Brother Bill comes over every morning and stands at the bathroom door while I put on my makeup. It is a ritual with us.
Let’s see. Katie and I had dinner the day before Pam’s birthday. I love Katie and our relationship is just exactly as Stephanie said it would be. Thank you, Pam. Also I have been a marginal helper for Jo and John who are downsizing. I modeled her Bee outfit for Craig’s list, and moved clothes. I have had a great visit with Marsha earlier this month. She is a willing previewer of vacation rentals in North Carolina. She is also one of my heroes.
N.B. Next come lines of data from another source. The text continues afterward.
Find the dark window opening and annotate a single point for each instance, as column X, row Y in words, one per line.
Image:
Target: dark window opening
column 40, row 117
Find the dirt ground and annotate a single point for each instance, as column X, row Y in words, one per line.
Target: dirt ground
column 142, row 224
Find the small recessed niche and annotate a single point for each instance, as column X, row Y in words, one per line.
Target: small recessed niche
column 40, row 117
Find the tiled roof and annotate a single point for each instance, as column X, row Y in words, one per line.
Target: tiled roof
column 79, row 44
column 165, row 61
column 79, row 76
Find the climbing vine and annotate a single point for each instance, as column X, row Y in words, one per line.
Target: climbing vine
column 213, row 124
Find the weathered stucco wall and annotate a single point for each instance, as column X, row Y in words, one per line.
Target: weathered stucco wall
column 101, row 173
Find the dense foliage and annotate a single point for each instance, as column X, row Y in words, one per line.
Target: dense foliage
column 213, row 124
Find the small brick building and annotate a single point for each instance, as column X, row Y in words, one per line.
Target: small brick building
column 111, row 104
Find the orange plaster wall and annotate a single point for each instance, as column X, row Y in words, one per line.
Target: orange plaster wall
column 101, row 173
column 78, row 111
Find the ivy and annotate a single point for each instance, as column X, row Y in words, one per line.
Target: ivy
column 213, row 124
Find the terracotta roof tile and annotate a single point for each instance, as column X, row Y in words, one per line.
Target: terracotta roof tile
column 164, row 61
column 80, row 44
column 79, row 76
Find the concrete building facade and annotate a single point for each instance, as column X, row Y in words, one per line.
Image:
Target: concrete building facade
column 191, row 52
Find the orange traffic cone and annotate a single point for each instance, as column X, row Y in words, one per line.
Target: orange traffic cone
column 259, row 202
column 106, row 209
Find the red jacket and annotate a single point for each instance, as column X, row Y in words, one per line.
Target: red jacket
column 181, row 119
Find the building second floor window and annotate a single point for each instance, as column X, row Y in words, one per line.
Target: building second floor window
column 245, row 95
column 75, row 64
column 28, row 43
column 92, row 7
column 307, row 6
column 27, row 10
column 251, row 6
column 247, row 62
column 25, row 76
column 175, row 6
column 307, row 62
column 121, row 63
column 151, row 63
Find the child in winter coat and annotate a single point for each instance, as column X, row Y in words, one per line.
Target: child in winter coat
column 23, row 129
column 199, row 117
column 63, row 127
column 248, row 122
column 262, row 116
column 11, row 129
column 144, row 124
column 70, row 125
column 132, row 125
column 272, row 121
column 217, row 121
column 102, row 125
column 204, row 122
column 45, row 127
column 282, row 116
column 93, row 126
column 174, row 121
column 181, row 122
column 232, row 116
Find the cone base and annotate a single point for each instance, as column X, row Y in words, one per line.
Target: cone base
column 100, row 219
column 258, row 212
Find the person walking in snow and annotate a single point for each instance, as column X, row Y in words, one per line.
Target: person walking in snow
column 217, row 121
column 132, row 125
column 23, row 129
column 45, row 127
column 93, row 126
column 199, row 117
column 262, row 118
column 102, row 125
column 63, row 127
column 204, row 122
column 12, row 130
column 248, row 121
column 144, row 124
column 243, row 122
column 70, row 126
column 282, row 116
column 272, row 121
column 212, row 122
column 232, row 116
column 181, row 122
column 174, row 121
Today Ann and I met at Denny’s in Jarrell for breakfast. They no longer serve beer. I complained. I never ordered a beer there but I thought it was so cool that it was only one of 3 that served it. Today I felt absolutely feted. Ann brought me flowers, a bottle of wine, and treated for breakfast….all just because I picked up the wedding dress and delivered to Lila. I told her…I was honored to be asked as it presumed a level of trust. We always have rich conversations…we figure I have had two close encounters with Death (Cancer and car wreck) and spared by Grace. Ann thinks I better start looking for the purpose designed for me. I will. I get it that I am blessed and fortunate. God, what I don’t get yet, is the what I am supposed to do with this time?
Well for one thing, I have started using up my paper umbrellas and other drink art such as expandable pineapples and sparkles on picks. I like the feel of it…very extravagant.